State to lower Capitol Lake Dec. 3 to freeze invasive snails

The water level at Capitol Lake will be lowered starting today in an effort to control New Zealand mudsnails, an invasive species. The current cold-weather conditions provide an opportunity to kill the snails by freezing them.

Enterprise Services, which manages the 260-acre lake, will begin lowering the water level at about noon. By Wednesday morning, most of the lake bottom will be exposed to the elements, although some pools and channel will still be covered with water. The drawdown will last several days, depending on weather conditions.

In December 2009, a five-day drawdown of the lake showed that freezing is an effective method for killing mudsnails: test plots showed that up to 98 percent of the snails died.

Freezing will not eliminate mudsnails from the lake. It is a control strategy for reducing the population. Once mudsnails are established in an aquatic environment, it is impossible to eradicate them without damaging other native species.

Since mudsnails have no natural parasites or predators in the Northwest, they multiply quickly, crowding out native species and threaten the long-term health of an infested water body. The snails can live in either fresh or brackish water and can reproduce asexually, meaning just one snail can introduce the species to a new area.

Because of their small size — about the size of a grain of rice when fully grown — the snails can be easily transported on the bottom of a boot or a dog's foot pad and then accidently introduced into another lake or river to begin another infestation.

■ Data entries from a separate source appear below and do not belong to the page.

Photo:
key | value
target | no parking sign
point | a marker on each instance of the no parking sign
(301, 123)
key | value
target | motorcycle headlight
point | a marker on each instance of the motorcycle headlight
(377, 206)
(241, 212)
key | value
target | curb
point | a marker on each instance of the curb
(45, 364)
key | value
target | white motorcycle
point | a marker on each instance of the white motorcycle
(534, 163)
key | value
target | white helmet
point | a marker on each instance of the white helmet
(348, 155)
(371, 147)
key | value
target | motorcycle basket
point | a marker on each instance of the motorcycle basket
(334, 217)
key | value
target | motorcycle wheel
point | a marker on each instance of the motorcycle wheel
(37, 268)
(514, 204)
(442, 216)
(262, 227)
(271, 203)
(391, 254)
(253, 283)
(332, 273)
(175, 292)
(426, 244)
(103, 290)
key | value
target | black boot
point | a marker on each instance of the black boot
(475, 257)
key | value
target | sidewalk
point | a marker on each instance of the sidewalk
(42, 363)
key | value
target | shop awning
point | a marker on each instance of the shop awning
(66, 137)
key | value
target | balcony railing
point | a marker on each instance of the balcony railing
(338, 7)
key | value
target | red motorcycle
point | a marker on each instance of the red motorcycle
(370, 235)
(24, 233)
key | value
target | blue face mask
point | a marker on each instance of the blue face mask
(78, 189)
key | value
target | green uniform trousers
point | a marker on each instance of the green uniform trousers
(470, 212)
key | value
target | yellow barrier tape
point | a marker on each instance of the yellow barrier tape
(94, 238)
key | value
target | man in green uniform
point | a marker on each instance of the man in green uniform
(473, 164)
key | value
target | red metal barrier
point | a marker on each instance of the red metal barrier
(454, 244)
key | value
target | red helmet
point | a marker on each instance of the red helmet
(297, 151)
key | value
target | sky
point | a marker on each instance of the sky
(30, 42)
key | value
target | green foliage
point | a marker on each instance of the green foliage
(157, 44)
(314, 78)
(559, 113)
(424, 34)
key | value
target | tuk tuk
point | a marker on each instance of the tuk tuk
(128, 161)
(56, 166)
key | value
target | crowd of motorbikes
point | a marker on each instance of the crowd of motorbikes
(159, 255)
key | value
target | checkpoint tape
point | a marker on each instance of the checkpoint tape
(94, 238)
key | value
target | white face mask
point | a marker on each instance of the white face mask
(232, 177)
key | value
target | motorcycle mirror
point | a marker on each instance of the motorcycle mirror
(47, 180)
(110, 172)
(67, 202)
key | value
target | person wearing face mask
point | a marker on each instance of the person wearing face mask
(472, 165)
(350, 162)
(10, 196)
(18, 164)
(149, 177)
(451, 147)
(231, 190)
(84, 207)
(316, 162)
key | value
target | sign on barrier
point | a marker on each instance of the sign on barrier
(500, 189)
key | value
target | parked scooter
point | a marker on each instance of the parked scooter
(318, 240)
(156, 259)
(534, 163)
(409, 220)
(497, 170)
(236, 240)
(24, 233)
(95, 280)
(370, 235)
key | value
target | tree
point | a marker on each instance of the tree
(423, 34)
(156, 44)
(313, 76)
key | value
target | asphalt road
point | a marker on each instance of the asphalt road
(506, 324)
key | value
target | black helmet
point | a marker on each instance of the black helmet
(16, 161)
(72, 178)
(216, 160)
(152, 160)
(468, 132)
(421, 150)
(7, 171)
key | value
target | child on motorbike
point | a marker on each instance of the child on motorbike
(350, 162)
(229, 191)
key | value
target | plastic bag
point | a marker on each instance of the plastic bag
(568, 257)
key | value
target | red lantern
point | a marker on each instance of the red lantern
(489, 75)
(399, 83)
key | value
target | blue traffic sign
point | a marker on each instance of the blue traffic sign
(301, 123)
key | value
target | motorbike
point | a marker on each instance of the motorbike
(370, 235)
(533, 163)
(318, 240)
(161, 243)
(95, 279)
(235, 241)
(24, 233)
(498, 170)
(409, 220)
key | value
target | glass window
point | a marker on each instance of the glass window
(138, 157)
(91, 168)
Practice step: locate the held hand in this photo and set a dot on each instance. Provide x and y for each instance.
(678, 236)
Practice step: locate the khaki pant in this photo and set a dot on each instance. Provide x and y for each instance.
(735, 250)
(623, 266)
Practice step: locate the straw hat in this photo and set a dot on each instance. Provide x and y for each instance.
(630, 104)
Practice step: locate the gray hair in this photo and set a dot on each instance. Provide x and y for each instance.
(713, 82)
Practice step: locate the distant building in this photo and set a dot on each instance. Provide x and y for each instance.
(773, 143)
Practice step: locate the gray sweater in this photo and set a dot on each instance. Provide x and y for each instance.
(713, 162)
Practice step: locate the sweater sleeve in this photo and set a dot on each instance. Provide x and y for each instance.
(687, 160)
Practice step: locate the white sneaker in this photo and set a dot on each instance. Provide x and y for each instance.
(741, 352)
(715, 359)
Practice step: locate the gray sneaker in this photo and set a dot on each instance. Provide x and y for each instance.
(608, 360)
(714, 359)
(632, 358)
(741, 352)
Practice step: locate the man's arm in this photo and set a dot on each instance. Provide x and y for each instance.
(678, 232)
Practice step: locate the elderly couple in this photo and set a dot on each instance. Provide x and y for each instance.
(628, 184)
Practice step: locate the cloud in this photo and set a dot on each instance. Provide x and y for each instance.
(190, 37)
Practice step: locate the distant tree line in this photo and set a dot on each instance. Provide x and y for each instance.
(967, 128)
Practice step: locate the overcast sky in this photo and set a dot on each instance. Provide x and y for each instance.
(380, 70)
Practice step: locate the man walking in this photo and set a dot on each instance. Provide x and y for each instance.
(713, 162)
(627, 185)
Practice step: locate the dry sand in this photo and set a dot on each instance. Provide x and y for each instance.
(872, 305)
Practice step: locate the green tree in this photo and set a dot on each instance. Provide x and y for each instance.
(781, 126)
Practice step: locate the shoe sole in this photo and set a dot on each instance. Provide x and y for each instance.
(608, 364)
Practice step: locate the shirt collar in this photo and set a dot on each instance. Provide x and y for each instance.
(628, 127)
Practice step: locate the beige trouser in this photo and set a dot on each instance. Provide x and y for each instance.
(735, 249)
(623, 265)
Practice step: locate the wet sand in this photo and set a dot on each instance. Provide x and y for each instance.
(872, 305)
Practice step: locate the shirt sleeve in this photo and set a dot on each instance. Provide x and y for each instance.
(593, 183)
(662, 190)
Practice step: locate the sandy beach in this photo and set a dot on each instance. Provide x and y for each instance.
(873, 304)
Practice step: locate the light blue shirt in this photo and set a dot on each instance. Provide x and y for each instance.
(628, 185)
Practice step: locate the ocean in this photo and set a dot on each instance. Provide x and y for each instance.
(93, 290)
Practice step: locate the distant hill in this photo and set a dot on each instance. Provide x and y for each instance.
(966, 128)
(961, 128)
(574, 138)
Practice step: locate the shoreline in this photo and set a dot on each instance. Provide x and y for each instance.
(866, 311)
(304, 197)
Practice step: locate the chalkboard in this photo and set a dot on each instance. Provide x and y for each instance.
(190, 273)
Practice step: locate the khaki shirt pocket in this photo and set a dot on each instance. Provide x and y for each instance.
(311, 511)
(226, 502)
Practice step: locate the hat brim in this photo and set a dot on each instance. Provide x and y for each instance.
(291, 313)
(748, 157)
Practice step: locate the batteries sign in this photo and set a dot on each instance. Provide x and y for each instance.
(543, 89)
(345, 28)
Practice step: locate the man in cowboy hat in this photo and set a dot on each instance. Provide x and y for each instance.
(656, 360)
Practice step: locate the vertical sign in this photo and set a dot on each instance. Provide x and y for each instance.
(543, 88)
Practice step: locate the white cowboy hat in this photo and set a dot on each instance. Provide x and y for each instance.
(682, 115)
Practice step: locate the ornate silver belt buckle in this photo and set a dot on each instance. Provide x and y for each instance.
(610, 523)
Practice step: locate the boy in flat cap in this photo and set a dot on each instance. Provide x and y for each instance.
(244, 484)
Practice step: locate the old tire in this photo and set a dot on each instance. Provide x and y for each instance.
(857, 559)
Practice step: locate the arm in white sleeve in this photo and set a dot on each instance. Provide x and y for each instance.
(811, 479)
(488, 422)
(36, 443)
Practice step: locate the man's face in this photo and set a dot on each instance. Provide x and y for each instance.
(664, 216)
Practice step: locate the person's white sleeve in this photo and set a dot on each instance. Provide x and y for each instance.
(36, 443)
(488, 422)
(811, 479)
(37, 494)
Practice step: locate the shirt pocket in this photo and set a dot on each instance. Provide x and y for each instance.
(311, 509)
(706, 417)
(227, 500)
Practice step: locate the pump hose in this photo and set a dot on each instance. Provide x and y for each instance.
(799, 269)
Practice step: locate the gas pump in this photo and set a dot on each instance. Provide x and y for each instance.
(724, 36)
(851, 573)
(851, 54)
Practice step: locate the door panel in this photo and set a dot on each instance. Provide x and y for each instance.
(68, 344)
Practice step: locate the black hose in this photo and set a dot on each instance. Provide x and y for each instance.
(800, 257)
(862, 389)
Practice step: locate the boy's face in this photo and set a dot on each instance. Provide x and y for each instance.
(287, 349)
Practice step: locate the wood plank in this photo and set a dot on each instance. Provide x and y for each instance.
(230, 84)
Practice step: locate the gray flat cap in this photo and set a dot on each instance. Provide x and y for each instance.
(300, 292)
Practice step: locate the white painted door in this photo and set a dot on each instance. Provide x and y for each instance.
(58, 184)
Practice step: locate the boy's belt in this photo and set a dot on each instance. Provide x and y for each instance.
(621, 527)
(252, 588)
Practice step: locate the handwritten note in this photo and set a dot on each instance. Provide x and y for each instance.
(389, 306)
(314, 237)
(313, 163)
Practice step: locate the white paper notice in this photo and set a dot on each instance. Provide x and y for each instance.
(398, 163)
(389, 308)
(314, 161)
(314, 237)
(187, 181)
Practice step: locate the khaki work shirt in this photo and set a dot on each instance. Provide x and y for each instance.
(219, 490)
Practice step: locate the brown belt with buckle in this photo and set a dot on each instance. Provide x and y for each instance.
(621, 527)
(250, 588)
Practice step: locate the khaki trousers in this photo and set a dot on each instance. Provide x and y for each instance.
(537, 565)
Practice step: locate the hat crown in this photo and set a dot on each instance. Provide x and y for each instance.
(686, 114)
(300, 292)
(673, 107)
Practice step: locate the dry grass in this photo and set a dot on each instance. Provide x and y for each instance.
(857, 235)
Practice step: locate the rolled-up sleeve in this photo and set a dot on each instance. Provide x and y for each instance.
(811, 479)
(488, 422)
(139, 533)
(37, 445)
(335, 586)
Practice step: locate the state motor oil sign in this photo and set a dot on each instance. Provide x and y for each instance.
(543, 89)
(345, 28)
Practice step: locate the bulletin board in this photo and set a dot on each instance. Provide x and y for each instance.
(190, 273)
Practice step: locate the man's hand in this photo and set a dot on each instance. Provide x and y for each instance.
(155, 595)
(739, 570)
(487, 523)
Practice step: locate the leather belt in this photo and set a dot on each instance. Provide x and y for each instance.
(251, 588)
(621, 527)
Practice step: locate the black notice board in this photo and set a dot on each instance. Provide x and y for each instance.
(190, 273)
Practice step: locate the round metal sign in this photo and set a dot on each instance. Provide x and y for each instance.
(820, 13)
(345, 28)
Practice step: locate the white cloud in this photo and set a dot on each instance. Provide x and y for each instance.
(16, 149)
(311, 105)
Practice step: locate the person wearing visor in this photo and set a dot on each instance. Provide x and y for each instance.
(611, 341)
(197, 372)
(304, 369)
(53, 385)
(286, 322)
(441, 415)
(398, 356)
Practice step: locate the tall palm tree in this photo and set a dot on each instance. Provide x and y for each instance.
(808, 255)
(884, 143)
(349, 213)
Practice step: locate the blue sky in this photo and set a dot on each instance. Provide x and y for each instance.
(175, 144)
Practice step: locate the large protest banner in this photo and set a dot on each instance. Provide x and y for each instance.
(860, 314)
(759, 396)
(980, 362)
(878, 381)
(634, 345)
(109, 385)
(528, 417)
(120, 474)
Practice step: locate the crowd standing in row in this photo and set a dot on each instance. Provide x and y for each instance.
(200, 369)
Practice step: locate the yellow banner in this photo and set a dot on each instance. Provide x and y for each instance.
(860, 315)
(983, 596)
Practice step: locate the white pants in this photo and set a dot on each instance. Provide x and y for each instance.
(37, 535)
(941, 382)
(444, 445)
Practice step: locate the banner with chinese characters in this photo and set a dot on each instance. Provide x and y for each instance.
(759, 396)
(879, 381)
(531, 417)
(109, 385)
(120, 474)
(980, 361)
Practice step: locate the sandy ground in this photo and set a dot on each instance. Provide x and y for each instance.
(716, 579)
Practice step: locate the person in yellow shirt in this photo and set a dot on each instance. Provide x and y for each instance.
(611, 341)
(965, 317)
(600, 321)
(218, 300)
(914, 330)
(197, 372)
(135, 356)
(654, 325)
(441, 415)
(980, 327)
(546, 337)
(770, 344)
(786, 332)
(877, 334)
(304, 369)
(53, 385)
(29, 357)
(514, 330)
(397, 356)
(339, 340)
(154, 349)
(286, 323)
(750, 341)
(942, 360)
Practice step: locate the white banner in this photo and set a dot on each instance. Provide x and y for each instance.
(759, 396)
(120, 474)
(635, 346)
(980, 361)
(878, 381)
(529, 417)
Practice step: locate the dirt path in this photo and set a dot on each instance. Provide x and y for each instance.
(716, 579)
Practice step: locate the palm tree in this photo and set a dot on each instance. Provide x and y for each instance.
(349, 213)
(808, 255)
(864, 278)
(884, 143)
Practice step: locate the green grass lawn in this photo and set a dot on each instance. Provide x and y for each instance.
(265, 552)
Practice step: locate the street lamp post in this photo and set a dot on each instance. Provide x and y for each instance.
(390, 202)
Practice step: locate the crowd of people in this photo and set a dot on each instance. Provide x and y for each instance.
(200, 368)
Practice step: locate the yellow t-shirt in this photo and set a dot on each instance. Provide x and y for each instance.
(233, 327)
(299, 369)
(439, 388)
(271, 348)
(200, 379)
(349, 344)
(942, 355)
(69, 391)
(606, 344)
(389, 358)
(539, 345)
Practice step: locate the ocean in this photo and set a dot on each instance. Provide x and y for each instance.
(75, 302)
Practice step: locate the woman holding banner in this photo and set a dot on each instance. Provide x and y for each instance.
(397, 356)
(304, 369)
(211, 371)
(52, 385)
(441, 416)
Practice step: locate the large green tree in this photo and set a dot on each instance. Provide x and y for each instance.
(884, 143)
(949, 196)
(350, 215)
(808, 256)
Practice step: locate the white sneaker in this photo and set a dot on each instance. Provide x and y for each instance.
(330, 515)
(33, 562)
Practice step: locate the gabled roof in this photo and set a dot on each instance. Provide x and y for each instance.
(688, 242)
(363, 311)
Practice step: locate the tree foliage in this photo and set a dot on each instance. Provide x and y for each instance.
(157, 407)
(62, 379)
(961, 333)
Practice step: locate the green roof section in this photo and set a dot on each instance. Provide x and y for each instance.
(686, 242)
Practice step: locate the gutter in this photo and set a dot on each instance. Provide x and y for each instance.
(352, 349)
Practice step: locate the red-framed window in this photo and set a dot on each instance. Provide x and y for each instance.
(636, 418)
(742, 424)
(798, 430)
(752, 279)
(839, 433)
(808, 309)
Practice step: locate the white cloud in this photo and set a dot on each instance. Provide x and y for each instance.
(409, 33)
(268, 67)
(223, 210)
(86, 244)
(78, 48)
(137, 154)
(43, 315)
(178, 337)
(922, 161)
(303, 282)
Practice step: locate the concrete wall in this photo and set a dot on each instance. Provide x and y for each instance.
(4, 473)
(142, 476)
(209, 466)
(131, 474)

A June 2013 survey of area lakes and streams found that the snails are spreading within Capitol Lake but have not invaded other nearby water bodies.

Mudsnails were first discovered in Capitol Lake in fall 2009. The lake is closed to boating and other uses until further notice because of the danger of spreading the destructive snails.

Enterprise Services coordinates mudsnail control strategies with the state's Invasive Species Council, departments of Ecology and Fish and Wildlife, the city of Olympia and others. The Department of Fish and Wildlife will conduct a limited survey and analysis of snail mortality rates during the drawdown.